# gauss jordan elimination (easy 10 points)?

use gauss jordan elimination to find the vector equation of the line of intersection of each pair of planes.

(i only need help setting the bottom x value, and top y value to 0)

4x - 8y - 3z = 6

-3x + 6y + z = -2

Relevance

So you have the following matrix:

4 -8 -3 6

-3 6 1 -2

I'll divide everything by 4, because I like to work with a 1 in the top corner.
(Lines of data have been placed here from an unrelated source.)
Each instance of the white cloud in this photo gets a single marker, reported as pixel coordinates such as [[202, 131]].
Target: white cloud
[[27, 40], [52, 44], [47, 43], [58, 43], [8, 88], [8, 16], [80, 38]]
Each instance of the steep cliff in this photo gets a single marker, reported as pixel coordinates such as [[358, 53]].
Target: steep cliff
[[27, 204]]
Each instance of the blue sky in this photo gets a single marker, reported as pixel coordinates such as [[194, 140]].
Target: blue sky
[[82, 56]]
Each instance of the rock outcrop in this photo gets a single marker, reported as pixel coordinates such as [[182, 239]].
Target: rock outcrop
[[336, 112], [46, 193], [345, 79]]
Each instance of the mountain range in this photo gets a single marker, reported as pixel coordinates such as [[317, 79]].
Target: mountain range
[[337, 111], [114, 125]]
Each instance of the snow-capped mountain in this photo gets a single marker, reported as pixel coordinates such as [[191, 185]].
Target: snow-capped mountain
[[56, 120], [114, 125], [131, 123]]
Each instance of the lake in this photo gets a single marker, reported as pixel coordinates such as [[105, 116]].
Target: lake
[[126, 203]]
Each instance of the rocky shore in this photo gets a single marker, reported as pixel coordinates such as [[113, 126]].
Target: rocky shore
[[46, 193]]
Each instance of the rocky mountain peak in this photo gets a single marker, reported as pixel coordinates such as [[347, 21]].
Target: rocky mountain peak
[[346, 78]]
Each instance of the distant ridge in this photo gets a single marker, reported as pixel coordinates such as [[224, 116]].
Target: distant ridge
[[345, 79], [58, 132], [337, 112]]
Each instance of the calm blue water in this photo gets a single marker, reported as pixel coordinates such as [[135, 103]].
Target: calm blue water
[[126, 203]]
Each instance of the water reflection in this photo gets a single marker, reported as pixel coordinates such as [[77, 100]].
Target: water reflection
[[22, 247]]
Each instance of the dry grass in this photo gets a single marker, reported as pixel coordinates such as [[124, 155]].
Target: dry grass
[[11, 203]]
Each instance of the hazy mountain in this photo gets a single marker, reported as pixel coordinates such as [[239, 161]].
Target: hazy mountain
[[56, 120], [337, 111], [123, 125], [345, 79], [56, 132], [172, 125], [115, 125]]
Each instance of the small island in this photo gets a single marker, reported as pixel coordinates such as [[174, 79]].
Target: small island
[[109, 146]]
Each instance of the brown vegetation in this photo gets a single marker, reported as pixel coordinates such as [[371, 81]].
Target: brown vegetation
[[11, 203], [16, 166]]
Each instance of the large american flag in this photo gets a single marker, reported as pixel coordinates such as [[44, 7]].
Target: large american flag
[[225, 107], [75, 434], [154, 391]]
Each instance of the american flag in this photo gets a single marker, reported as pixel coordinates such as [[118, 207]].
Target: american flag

That gives:

1 -2 -3/4 6/4

-3 6 1 -2

Now multiply the top row by 3, add to the bottom row, and replace the bottom row:

1 -2 -3/4 6/4

0 0 -5/4 10/4

Let's multiply the bottom row by 4.

1 -2 -3/4 6/4

0 0 -5 10

And then let's divide by -5.

1 -2 -3/4 6/4

0 0 1 -2

Now, we multiply the bottom row by 3/4, add it to the top row, and replace the top row.

1 -2 0 0

0 0 1 -2

So now you're in reduced row echelon form.

• Add the first equation to (3 times the second equation) to obtain

-5x + 10y = 0; i.e. x=2y. Substituting back, we find z=-2. One way of writing the line of intersection is

{ (0, 0, -2) + t (2, 1, 0): t is real}.